Recep Tayyip Erdogan avait une idée fixe: devenir l’égal des plus grands sultans, Mehmet le Conquérant et Soliman le Magnifique. Par Patrick Saint-Paul dans Le Figaro du 7 mai 2023.
Flattant la fibre nationaliste de son peuple, il avait promis de rendre sa fierté à un Empire ottoman renaissant et de l’inscrire parmi les grandes puissances, avec lesquelles il faut compter. Encore raté! Ses ruses lui ont bien permis de se hisser au pouvoir, de s’y accrocher depuis vingt ans et d’inscrire son pays au rang des puissances illibérales, trouble-fête de l’ordre mondial. Mais la Turquie est encore très loin d’un «nouvel âge d’or ottoman». Et, humiliation suprême, le despote pourrait être chassé par les urnes, tel un simple Iznogoud, aux élections générales du 14 mai.
Rien, pourtant, ne semblait pouvoir le déloger du pouvoir. Il a profité du putsch avorté de juillet 2016 pour laisser libre cours à sa dérive autoritaire, saisissant ce prétexte pour mener de grandes purges au sein de la fonction publique, remplir les prisons, museler les médias et concentrer les pouvoirs entre ses mains. Las! Le tremblement de terre du 6 février a dévasté le sud et l’est du pays, mais aussi révélé au grand jour les fissures du système Erdogan: l’inefficacité d’un pouvoir vertical et un pays transformé en kleptocratie organisée.

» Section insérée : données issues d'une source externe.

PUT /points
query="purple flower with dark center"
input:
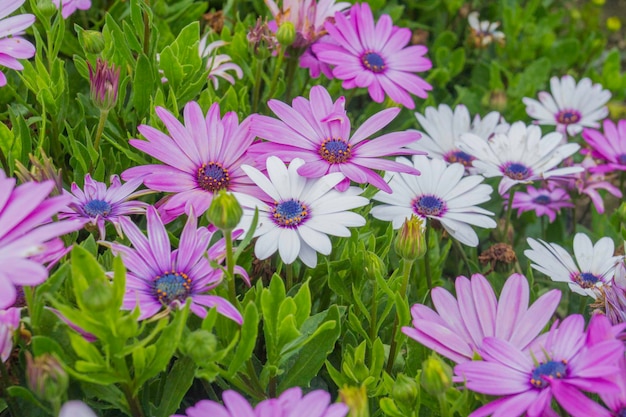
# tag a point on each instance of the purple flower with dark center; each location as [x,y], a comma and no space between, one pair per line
[318,132]
[159,277]
[375,56]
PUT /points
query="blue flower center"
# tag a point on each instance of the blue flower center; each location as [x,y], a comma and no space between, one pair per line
[516,171]
[335,150]
[546,371]
[566,117]
[373,62]
[213,177]
[172,286]
[96,208]
[289,213]
[429,206]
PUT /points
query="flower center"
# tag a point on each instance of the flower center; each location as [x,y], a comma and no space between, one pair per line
[335,150]
[546,371]
[373,62]
[567,117]
[213,177]
[172,286]
[96,208]
[586,279]
[429,205]
[289,213]
[516,171]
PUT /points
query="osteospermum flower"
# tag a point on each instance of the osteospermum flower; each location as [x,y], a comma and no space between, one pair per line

À ce sombre bilan, il faut ajouter l’état de délabrement économique. Le divorce avec l’Occident, voulu par Erdogan, a eu pour coût une baisse des investissements étrangers, qui fait suffoquer le pays. La livre turque s’effondre. Le contexte mondial a fait s’envoler de 40 % le prix de l’énergie, l’inflation culmine à 51 %. La jeunesse a soif de liberté. Erdogan peut-il encore gagner? Les sondages prédisent sa défaite. Mais ils demeurent très serrés, et il utilisera tous les rouages de l’État turc pour tenter de l’emporter. Six partis d’opposition se sont alliés autour d’un candidat commun qui promet de ramener la démocratie, Kemal Kiliçdaroglu. Mais il est âgé et ne brille pas par son charisme. L’Occident ne peut que croiser les doigts en espérant que les Turcs feront entendre leur voix pour être enfin débarrassés de cet allié encombrant.